Dr. Ashley Jordan: It is titled “The Empowerment of the Double Drawback: African American Women & the Suffrage Movement.” It speaks to the omitted voices of the suffrage movement. Often times, people think that this was one movement of women, but in actuality, leading into the 1920s, it was actually two fractured groups. Unfortunately for the side of some of the white contemporaries, they chose their race before gender and for African American women they did not get the right to vote when the passage of the amendment came in 1920. And for those woman, at least the access to the right to vote didn’t come until the Voting Rights Act in ’64.

Brad: And that was almost a hundred years after the Civil War. And that really speaks to the systemic issues of civil rights that were still very much alive in the 20th century.

Dr. Jordan: Correct.

Brad: And with this exhibit, you tell me there’s a re-enactment now involving this.

Dr. Jordan: Yes, we wanted to give more agency to those omitted voices so we’re going to have a first-person historical reenactment of Ida B Wells as well as Mary Church Terrell. These two ladies were forerunners in the movement and it’s so important that we highlight their stories because they were, basically, the foundation for people that would later come behind them. Although they didn’t see the vote come into fruition, it did make it possible for people like Fannie Lou Hamer and Ella Baker in the 60s to carry on that torch and make sure those things did get achieved.

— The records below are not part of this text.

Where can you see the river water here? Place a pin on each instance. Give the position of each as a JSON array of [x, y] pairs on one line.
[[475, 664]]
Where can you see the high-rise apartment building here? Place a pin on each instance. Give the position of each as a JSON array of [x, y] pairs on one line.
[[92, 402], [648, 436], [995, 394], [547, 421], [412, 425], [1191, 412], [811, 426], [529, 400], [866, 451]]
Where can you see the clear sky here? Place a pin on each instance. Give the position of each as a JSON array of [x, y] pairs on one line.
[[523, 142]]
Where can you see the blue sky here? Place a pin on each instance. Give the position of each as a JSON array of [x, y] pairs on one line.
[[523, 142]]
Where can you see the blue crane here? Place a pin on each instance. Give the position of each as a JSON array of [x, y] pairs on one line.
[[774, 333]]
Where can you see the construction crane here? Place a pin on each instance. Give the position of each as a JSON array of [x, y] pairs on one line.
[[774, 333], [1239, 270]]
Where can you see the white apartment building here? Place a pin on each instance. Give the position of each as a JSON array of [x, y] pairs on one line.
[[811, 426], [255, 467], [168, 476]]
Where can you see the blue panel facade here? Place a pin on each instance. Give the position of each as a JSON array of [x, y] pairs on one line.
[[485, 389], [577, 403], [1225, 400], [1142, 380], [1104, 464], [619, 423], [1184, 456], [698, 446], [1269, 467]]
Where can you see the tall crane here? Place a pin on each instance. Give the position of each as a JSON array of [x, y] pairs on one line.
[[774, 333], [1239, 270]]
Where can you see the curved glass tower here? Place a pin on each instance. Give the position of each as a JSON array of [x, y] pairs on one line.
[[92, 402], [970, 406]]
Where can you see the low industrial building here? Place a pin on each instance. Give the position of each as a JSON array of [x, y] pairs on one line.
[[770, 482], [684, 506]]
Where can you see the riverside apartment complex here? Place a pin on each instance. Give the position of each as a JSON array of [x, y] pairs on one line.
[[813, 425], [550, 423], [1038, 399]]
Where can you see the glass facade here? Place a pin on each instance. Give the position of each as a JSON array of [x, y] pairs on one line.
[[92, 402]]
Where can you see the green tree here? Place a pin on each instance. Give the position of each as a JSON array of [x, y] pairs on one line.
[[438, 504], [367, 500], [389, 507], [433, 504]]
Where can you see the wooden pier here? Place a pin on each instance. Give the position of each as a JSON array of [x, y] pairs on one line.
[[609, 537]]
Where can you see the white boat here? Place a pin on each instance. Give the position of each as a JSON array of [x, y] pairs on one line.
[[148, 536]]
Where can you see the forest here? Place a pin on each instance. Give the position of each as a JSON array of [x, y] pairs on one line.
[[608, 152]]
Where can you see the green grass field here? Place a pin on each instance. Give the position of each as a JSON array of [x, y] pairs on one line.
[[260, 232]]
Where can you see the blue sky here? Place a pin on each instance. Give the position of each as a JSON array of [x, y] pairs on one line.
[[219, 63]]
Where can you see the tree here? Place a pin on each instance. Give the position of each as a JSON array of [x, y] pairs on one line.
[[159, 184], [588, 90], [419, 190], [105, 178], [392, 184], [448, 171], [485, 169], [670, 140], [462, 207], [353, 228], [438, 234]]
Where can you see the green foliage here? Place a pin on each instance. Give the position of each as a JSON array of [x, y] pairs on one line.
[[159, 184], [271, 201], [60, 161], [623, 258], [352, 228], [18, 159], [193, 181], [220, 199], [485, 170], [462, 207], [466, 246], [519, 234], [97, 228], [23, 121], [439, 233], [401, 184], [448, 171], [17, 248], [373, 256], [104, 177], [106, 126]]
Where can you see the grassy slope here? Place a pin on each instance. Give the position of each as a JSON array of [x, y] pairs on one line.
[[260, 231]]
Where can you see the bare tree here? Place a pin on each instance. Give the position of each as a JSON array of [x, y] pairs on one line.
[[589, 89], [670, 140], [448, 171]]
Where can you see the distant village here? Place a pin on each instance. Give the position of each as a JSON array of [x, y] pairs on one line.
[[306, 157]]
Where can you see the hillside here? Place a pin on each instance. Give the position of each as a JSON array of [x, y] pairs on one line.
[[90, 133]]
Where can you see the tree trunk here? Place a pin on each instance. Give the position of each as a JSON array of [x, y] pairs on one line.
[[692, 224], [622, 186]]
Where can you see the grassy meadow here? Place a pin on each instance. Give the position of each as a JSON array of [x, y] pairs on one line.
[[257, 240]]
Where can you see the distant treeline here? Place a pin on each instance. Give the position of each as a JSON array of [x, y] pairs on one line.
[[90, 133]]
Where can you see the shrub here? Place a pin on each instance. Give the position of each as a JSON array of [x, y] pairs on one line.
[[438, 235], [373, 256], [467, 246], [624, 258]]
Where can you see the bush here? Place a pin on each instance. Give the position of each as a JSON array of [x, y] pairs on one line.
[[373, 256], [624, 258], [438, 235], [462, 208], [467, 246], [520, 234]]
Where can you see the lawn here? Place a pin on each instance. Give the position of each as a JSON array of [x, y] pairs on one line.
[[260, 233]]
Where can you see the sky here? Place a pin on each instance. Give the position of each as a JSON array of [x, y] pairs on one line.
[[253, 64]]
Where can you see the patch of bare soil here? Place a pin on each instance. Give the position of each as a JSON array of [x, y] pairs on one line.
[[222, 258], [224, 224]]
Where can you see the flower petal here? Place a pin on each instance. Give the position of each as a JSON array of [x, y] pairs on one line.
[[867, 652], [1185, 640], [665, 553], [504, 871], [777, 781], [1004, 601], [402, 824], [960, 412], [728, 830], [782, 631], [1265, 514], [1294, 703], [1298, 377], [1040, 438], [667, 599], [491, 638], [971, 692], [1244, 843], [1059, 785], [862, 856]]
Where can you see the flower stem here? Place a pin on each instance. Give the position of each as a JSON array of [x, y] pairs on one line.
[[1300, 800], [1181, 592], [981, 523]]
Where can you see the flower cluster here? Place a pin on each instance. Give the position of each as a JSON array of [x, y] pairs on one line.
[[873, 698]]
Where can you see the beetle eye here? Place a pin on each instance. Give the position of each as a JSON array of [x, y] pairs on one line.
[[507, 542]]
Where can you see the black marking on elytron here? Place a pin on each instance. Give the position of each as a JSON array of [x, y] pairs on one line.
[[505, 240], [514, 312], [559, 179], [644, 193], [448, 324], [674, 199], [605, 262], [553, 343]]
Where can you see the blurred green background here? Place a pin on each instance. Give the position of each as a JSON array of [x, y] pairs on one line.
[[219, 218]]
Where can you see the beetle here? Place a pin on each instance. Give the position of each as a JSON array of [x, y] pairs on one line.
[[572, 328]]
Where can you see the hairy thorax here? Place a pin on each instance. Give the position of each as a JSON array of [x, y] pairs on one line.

Brad: Where do we stand right now? I mean, much has been accomplished, but, in today’s world, there is still much to do.

Dr. Jordan: Correct. And I am hoping that from the exhibit, from the panels that you’ll see, people will not look at this exhibit or at least the woman that are being displayed as figures from a time long ago, but in fact we’d like to give a little contemporary message. Because just recently in 2017, in January, there was a mass women protest in response to some rhetoric that was being said that was anti-woman. And so there was women marches throughout the nation as far as Cincinnati all the way to San Francisco. And to date, those demonstrations were the largest lead group of mass demonstrations. All speaking to the notion of this ability and equality for women and that was just in 2017. So the journey yet continues and I’m hoping from the exhibit, those takeaways for women or just men, in general, will come and just have an open mind but will still be aware the struggle still continues.